Exhibit 10.1


                         EMPLOYEE STOCK OPTION AGREEMENT


         THIS STOCK OPTION AGREEMENT is made as of the 6th day of December,
2006, between Life Sciences Research, Inc., a Maryland corporation (hereinafter
called the "Corporation"), and Andrew Baker, a key employee of the Corporation
(hereinafter called the "Option Holder").

         1. Grant of Option. The Corporation hereby grants pursuant to the
         Corporation's 2001 Equity Incentive Plan to the Option Holder the right
         and option, hereinafter called the "Option", to purchase an aggregate
         of 100,000 shares (the "Shares") of the Corporation's $0.01 par value
         voting common stock (such number being subject to adjustment as
         provided in paragraph 7 hereof), on the terms and conditions herein set
         forth. Such Option shall vest one half (50,000 shares) on December 31,
         2008, and one half (50,000 shares) on December 31, 2009, provided that
         the Option Holder shall have remained an employee of the Company or its
         subsidiaries through such date(s) (each, a "Vesting Date").

         2. Purchase Price. The purchase price of the Shares covered by the
         Option shall be Nine Dollars and Ninety-five Cents ($9.95) per Share.

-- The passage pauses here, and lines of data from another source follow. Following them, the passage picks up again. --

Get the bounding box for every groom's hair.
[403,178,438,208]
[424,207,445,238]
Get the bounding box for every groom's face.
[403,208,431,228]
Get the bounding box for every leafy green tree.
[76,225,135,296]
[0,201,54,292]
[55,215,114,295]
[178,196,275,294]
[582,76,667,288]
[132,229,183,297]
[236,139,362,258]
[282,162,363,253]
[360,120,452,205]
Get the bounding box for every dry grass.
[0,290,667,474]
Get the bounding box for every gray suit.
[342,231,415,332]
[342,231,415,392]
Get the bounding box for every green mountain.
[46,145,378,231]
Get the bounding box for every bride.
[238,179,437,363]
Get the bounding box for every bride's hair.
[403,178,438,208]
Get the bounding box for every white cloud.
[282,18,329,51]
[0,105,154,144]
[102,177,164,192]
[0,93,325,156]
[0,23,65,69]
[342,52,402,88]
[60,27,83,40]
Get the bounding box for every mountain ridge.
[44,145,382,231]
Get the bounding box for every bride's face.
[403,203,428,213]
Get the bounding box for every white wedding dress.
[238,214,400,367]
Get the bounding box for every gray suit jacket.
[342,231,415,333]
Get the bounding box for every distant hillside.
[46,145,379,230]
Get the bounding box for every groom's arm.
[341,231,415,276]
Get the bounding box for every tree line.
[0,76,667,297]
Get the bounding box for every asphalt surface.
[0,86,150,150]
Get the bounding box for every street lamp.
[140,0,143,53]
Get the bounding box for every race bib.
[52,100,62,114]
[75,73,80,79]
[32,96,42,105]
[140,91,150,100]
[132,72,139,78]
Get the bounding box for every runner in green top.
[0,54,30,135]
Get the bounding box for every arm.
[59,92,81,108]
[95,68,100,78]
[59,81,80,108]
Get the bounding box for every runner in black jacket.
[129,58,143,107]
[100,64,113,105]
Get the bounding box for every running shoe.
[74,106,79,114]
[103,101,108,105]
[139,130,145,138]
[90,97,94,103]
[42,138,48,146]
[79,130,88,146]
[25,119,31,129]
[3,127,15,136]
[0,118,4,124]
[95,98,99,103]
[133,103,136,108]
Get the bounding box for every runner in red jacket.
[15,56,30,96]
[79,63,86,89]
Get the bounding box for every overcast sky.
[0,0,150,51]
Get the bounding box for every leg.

         3. Term of Option. Subject to paragraph 8 hereof, the Option granted
         hereby shall be exercisable as to all or a portion of the total Shares
         in accordance with paragraph 1. The Option Holder's right to exercise
         the aforementioned Option shall expire ten (10) years from the date
         hereof. Unless terminated earlier pursuant to paragraph 6 hereof, any
         Option not exercised within such time specified of the date hereof
         shall terminate.

         4. Nontransferability. The Option shall not be transferable otherwise
         than (i) by will or the laws of descent and distribution and (ii) to
         parents, siblings, spouses or children of the Option Holder or to any
         trust or similar device intended for any of such persons' respective
         benefit (a "Permitted Transferee"), and the Option may be exercised,
         during the lifetime of the Option Holder, only by him or such Permittee
         Transferree. More particularly (but without limiting the generality of
         the foregoing), the Option may not be assigned, transferred (except as
         provided herein), pledged, or hypothecated in any way, shall not be
         assignable by operation of law, and shall not be subject to execution,
         attachment, or similar process. Any attempted assignment, transfer,
         pledge, hypothecation or other disposition of the Option contrary to
         the provisions hereof, and the levy of any execution, attachment, or
         similar process upon the Option shall be null and void and without
         effect.

         5. Disclosure and Risk. The Option Holder represents and warrants to
         the Corporation as follows:

         (a) The Shares will be acquired by the Option Holder for the Option
         Holder's own account, for investment and not with a view to, or for
         resale in connection with, any distribution or public offering thereof
         within the meaning of the Securities Act of 1933, as amended (the
         "Securities Act").

         (b) As of the date of the grant and of exercise, because of his
         position with the Corporation, and as a result of inquiries made by him
         and information furnished to him by the Corporation, Option Holder has
         and will have all information necessary for him to make an informed
         investment decision.

         Each certificate representing the Shares shall, if applicable, be
endorsed with the following or a substantially similar legend:

         "THE SECURITIES EVIDENCED BY THIS CERTIFICATE HAVE NOT BEEN REGISTERED
         UNDER THE SECURITIES ACT OF 1933, AS AMENDED (THE SECURITIES ACT'), AND
         MAY NOT BE SOLD, TRANSFERRED, ASSIGNED OR HYPOTHECATED UNLESS THERE IS
         AN EFFECTIVE REGISTRATION STATEMENT UNDER SUCH ACT COVERING SUCH
         SECURITIES, OR THE CORPORATION RECEIVES AN OPINION OF COUNSEL FOR THE
         HOLDER OF THESE SECURITIES, REASONABLY SATISFACTORY TO THE CORPORATION,
         STATING THAT SUCH SALE, TRANSFER, ASSIGNMENT OR HYPOTHECATION MAY BE
         MADE PURSUANT TO RULE 144, PROMULGATED UNDER THE SECURITIES ACT, OR IS
         OTHERWISE EXEMPT FROM THE REGISTRATION AND PROSPECTUS DELIVERY
         REQUIREMENTS OF SUCH ACT AND APPLICABLE STATE SECURITIES LAWS."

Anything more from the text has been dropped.